Enfin la problématique sécuritaire risque d’occulter toutes les autres. L’Europe doit d’urgence réapprendre à se défendre et à dépenser pour sa défense. Cela va nécessiter d’énormes efforts qui vont amputer les moyens consacrés à un confort devenu habitude, un mode de vie parmi les plus protégés et agréables du monde. Le dire ne suffira pas à convaincre mais la peur du retour des conflits et de leur cortège de misères pourrait y pousser.

Tels sont les enjeux auxquels les Européens, et donc leurs institutions communes comme leurs Etats nationaux, doivent faire face.

Pour les affronter, il leur faut imaginer de nouveaux moyens, de nouvelles politiques qui, tout en ne reniant rien des réussites passées, acceptent de prendre en compte la réalité du nouveau monde.

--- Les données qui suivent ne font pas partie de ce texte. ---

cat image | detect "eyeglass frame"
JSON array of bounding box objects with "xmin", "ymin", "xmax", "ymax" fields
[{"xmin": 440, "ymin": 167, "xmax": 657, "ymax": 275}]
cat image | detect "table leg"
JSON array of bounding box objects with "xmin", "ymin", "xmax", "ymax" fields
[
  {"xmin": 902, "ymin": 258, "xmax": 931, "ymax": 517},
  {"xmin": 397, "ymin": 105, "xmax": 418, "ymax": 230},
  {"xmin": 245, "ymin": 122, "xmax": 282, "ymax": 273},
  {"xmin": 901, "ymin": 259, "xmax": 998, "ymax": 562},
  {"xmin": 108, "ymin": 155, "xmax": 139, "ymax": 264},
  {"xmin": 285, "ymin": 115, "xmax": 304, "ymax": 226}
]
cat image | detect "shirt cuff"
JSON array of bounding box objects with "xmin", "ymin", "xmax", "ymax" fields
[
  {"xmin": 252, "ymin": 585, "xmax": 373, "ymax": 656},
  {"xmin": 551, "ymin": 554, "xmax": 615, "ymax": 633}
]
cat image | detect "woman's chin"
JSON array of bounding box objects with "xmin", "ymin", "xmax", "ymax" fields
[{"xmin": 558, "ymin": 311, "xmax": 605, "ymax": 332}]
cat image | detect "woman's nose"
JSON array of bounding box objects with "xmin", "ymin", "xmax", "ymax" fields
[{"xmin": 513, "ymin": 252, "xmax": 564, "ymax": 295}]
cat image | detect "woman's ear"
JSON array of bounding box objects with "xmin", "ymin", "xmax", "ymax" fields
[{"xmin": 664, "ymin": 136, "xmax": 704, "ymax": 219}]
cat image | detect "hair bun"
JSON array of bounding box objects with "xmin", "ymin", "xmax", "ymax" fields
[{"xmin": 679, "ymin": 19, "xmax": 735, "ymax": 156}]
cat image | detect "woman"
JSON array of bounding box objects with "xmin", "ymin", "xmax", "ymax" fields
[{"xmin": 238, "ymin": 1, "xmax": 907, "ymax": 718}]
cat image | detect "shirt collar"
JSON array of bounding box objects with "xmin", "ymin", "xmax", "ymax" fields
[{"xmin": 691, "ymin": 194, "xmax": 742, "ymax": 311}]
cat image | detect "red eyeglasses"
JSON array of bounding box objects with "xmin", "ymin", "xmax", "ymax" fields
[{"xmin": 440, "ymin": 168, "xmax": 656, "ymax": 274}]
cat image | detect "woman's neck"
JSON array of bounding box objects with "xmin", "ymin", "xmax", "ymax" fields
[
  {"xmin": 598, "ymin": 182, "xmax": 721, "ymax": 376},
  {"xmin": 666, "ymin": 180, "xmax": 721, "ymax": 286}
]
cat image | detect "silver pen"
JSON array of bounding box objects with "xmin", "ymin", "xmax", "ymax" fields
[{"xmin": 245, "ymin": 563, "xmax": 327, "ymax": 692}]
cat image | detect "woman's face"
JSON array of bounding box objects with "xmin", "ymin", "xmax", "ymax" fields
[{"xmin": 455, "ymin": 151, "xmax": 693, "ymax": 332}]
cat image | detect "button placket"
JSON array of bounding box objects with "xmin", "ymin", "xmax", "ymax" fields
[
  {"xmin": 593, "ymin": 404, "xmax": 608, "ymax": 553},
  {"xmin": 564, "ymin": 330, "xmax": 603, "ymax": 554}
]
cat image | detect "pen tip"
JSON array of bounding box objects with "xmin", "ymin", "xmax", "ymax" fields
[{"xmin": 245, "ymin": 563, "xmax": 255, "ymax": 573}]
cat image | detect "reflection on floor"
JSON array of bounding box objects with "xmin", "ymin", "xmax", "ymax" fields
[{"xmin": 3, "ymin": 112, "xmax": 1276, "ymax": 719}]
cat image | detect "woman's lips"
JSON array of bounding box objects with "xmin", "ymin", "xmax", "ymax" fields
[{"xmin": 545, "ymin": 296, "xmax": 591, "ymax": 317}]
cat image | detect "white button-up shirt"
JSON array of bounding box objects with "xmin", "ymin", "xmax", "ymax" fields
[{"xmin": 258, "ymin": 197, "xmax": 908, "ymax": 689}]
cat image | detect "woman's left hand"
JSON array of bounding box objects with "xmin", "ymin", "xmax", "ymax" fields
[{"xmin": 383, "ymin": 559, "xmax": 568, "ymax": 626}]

Ces changements ont timidement commencé au cours de la mandature européenne qui s’achève. Ils vont s’accélérer et la dimension européenne sera plus indispensable que jamais. C’est l’objet des contributions des plus hautes autorités européennes au Rapport Schuman 2024 sur l’Europe –l’état de l’Union - qui paraît cette semaine. Une édition exceptionnelle par son contenu et la qualité de ses auteurs, résolument tournée vers l’avenir.